As crianças, que estavam na escola, estão todas de volta nas pedreiras. Quatro pessoas morrerem - dois dos acusados, a mãe de Cristiano, e o americano Wayne, assassinado na sua cabana na Colina do Sol, seu inventário não feito depois de 5 anos e seus bens nas mãos da corja. Outras não estão bem. Felizmente o crime de tortura dos filhos de Isaías Moreira na delegacia não prescreve, o equipe de delegado Juliano Brasil Ferreira ainda pode responder por isso. Mas muitos dos outros culpados podem escapar, devido aos atrasos tramados pelo MP e pelo Fórum. O assassinato de Wayne também demora para prescrever.

Sonhos

Hoje o jornal traz na capa a morte de Oscar Niemeyer. Quinta-feira a noite, depois do curso, sentei por uma hora no Biblioteca Nacional para organizar minhas notas, mas ficou mais vendo o pôr-do-sol sobre o domo do Museu Nacional, a Esplanada dos Ministérios e o Congresso. É bela. A viagem a Brasília me deu ainda esta oportunidade de ver outra vez o maior obra de Oscar Niemeyer, antes da despedida do seu criador.

Na capa da Folha, há uma citação do arquiteto, "Quando cheguei lá a terra era agreste. Tomávamos caipirinha, ríamos, todos juntos, operários e engenheiros; dava a sensação de que o mundo seria melhor. Quando inaugurou, veio a muralha separando pobres e ricos, e Brasília virou uma cidade como os outros."

A Brasília que vi nesta viagem foi de gente de boa vontade e grande capacidade, sentados juntos, tentando desmontar muros.

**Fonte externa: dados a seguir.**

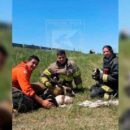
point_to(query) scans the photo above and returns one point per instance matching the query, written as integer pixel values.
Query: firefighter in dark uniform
(61, 73)
(107, 78)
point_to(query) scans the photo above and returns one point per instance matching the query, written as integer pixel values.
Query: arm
(45, 78)
(113, 77)
(77, 77)
(26, 87)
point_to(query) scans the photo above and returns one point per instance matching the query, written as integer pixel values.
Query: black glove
(96, 75)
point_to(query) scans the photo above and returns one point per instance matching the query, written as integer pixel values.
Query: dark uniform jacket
(110, 72)
(63, 74)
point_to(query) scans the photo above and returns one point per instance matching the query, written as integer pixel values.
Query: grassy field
(5, 81)
(124, 58)
(72, 117)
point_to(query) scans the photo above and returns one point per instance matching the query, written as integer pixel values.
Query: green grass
(124, 58)
(72, 117)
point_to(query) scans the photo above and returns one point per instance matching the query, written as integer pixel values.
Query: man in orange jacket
(23, 92)
(5, 112)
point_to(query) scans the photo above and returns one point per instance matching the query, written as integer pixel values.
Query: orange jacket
(21, 79)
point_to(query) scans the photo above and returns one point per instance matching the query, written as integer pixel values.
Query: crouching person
(58, 77)
(107, 78)
(25, 97)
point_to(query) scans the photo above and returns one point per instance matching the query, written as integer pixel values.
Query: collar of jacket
(107, 61)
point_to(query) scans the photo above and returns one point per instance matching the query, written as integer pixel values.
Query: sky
(6, 11)
(68, 24)
(124, 14)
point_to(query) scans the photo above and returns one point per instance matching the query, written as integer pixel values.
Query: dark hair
(61, 52)
(33, 57)
(3, 51)
(109, 48)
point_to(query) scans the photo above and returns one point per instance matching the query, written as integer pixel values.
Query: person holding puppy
(60, 75)
(107, 78)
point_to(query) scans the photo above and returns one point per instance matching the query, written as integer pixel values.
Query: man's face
(61, 58)
(106, 52)
(32, 64)
(2, 60)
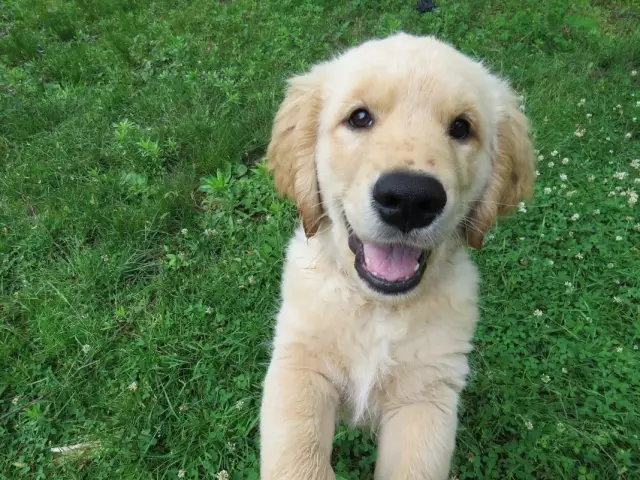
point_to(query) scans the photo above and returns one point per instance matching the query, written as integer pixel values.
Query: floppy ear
(291, 152)
(513, 172)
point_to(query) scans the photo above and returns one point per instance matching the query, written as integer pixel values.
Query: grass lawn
(141, 240)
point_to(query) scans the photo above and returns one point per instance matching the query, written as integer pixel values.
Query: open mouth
(390, 268)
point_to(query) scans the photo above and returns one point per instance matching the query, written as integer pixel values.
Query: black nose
(408, 200)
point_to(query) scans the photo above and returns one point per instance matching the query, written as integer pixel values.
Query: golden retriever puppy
(399, 154)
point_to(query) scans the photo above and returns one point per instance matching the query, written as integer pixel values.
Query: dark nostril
(425, 206)
(388, 200)
(408, 200)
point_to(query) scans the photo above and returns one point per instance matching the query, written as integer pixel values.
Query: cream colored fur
(396, 363)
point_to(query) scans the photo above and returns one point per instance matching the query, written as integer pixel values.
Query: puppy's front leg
(297, 419)
(417, 439)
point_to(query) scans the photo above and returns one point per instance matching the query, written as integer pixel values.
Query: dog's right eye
(361, 118)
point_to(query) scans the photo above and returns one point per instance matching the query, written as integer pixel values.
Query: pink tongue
(391, 262)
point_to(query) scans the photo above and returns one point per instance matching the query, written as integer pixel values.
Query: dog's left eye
(460, 129)
(361, 118)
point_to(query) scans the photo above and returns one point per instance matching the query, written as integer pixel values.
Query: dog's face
(398, 146)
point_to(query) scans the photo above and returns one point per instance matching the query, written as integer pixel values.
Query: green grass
(117, 267)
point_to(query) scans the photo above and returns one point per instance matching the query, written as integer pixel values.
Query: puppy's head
(396, 147)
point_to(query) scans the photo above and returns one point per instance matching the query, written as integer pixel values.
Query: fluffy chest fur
(378, 354)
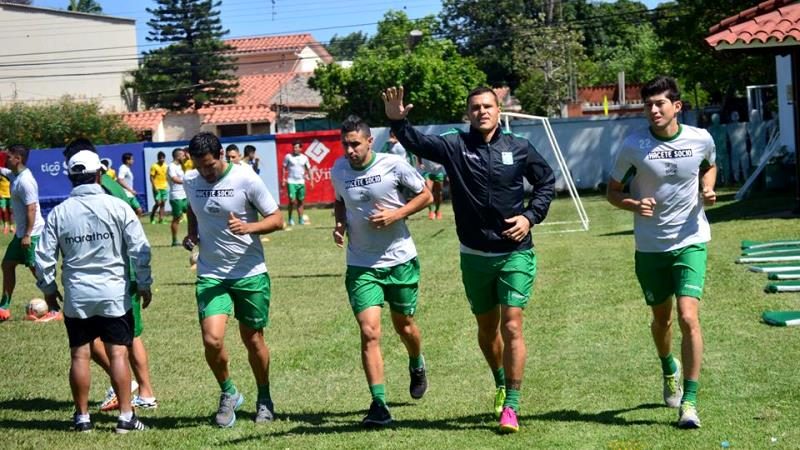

O problema que atacaram existe em outros lugares, mas o esforço brasileiro é inédito, um exemplo para o mundo, como foi a arquitetura do Capital.

A obra social de Fritz Louderback em Morro da Pedra também foi de quebrar muros. Aprendi semana passada em Brasília de juízes e promotores federais, mas em Morro da Pedra também tirei lições importantes. Ser analfabeto não quer dizer burro. Conheci bastante gente para quem faltava não capacidade mas oportunidade. Sofrerem não com limitações próprias, mas das limitações do Estado.

Niemeyer disse que "A gente tem que sonhar, senão as coisas não acontecem." Brasília aconteceu. O que vi no curso no Superior Tribunal Militar, foi um outro sonho, acontecendo.

Acusações falsas como do caso Colina do Sol são epidêmicas. O problema é difícil. Mas a criminalização das investigações de acidentes aéreas também é difícil, e nem por isso os juristas e especialistas de segurança do Brasil ficaram sentados aguardando uma solução aparecer de outro lugar.

Continuamos a luta, sabendo que as vezes os sonhos se realizam, as vezes os trabalhos rendem frutas. É preciso trabalhar para que os sonhos acontecem. E foi bom ver que a Justiça existe, sim, no Brasil, que o sonho é alcançável.